C'était sa survie qui était en jeu. Il était hors de question qu'il chouine alors qu'à Deepground, ils se battaient à mort pour obtenir une dose de Mako. Qu'est-ce que c'était que ce gamin pourri gâté ? De toute manière, il allait devoir d'y habituer.

En guise de réponse, Shiro balaya l'assiette d'un revers de main qui éclata au sol.

Nero sortit de ses gonds.

- Oups, se moqua Shiro.

C'est le fils de Weiss, Nero... Pense à Weiss...

Cela calma lentement Nero qui ne se démonta pas et resservit à Shiro une nouvelle assiette. Shiro resta silencieux et immobile.

Bien. Allait-il se montrer raisonnable ?

Sans changer d'expression, l'enfant posa sa main sur l'assiette et la glissa lentement vers le bord de la table.

Nero suivit l'assiette du regard.

- Tu n'as pas intérêt, l'avertit-il.

Shiro lui adressa une fausse moue triste.

Puis, l'assiette rejoignit ses camarades au sol et se brisa en plusieurs morceaux.

Nero eut envie de le tuer.

- Je suis si maladroit, fit simplement l'enfant.

Si cela avait été un autre que lui, ou plutôt si ce mioche n'avait pas été lié à Weiss, Nero l'aurait déjà démembré.

Piqué au vif, le Tsviet sombre se jeta sur l'enfant qui se débattit comme un diable. Nero le pressa au sol et le força à ouvrir la bouche tandis que Shiro gigotait dans tous les sens en hurlant comme si on était en train de l'égorger.

Le lendemain, Nero posa un bol de soupe devant l'enfant. Pas du Mako, cette fois. Shiro se pencha pour regarder, curieux.

- Tu m'as dit : pas de Mako, fit Nero, détaché. Alors, je t'ai préparé ça.

- C'est quoi, ce truc ? C'est violet.

- Je ne sais pas. Mange.

Shiro renifla le contenu avant de faire une grimace. Nero serra les poings mais demeura calme.

Finalement, l'enfant prit une cuillerée pour goûter.

L'instant d'après, il pâlit.

- J'en ai marre de tes caprices. Mange, lui ordonna Nero, le ton sans appel.

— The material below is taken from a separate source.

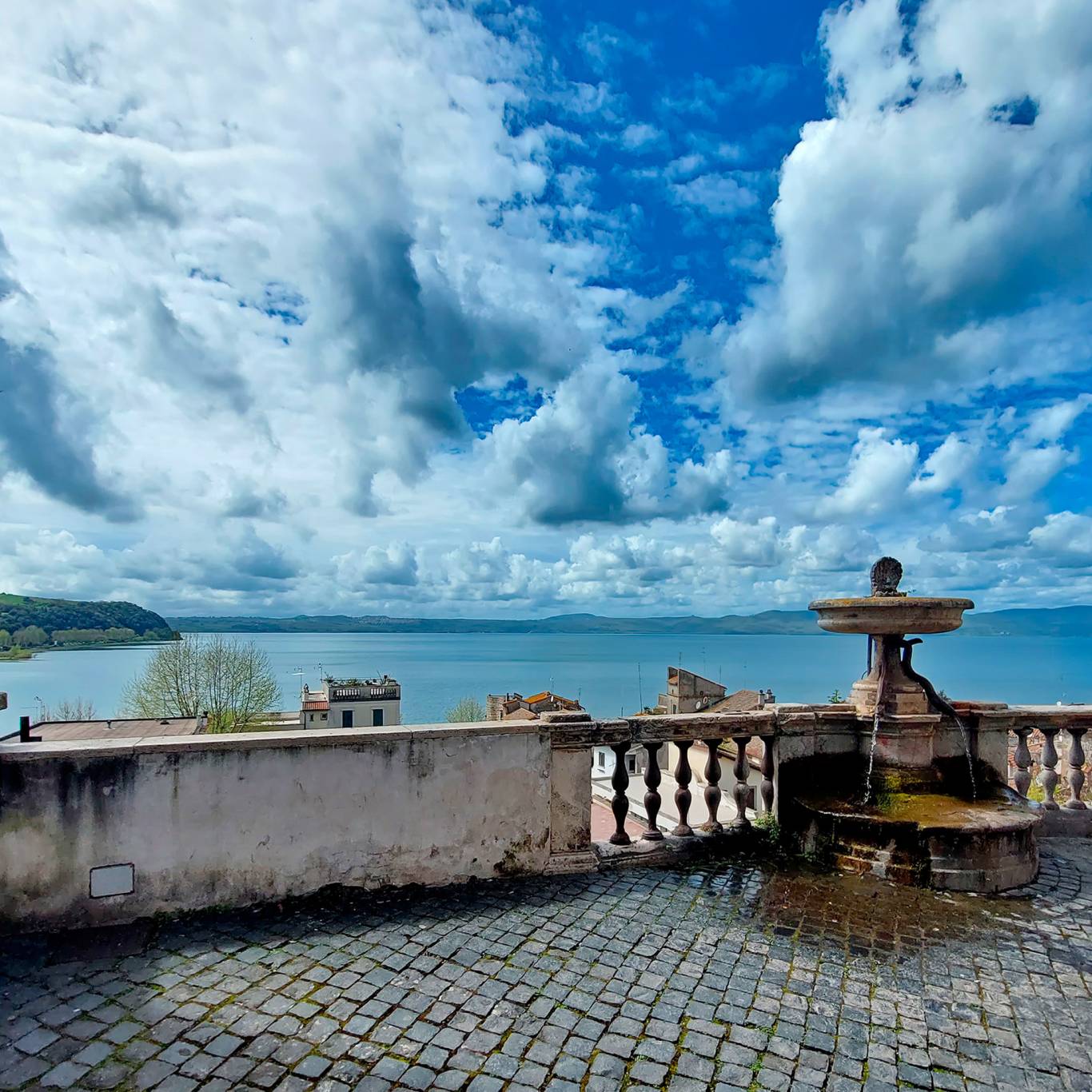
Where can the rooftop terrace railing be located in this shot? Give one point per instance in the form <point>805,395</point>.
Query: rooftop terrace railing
<point>99,831</point>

Mais plus l'enfant mangeait, plus il devenait verdâtre. Finalement, Nero lui reprit le bol des mains avant qu'il ne termine sa soupe complètement et la jeta dans les ténèbres.

Mauvaise idée.

Alors, à la place, il alla lui chercher autre chose. Quelque chose qu'il connaissait. Quelque chose que Weiss subtilisait aux scientifiques autrefois, pour le donner à Nero.

« Mange ».

Nero revint et tendit la pomme à Shiro. Cette fois-ci, Shiro la récupéra et la croqua à pleines dents.

Cela parut lui faire plaisir. Et Nero comprit, en l'observant manger de bon appétit, qu'il n'injecterait rien d'autre que de la nourriture humaine.

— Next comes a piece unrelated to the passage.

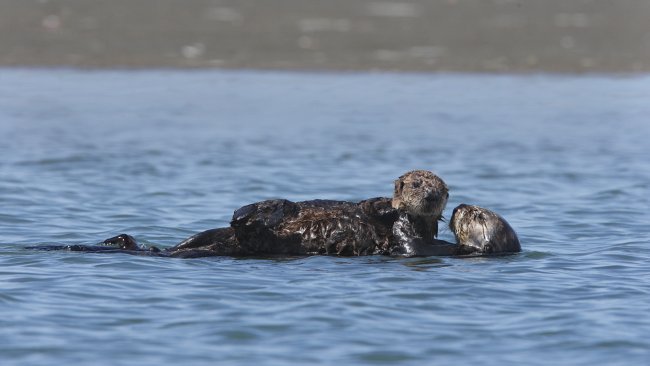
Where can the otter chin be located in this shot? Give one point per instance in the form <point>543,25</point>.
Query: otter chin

Bon. Malheureusement, il devrait s'acclimater aux injections de Mako. Et ce serait certainement encore plus dur.

Nero n'était pas impatient.

3. Quand il faut le laver

Shiro haïssait les bains de Mako.

En réalité, il haïssait le Mako en général. Qui pouvait le blâmer ? C'était les expériences liées au Mako qui avaient créé les monstruosités de la SHINRA. Malheureusement, ils en avaient besoin pour survivre.

Nero attendit patiemment que l'enfant soit distrait. Les yeux rivés sur l'écran de télévision jouant son dessin animé préféré, Shiro ne remarqua pas son oncle apparaître derrière lui dans l'ombre.

Puis, tel un vautour fondant sur sa proie, Nero saisit l'enfant sous les aisselles, prêt à le transporter à la salle de bain.

Shiro se laissa tomber lourdement en arrière, raide mort, tel qu'on ferait face à un ours.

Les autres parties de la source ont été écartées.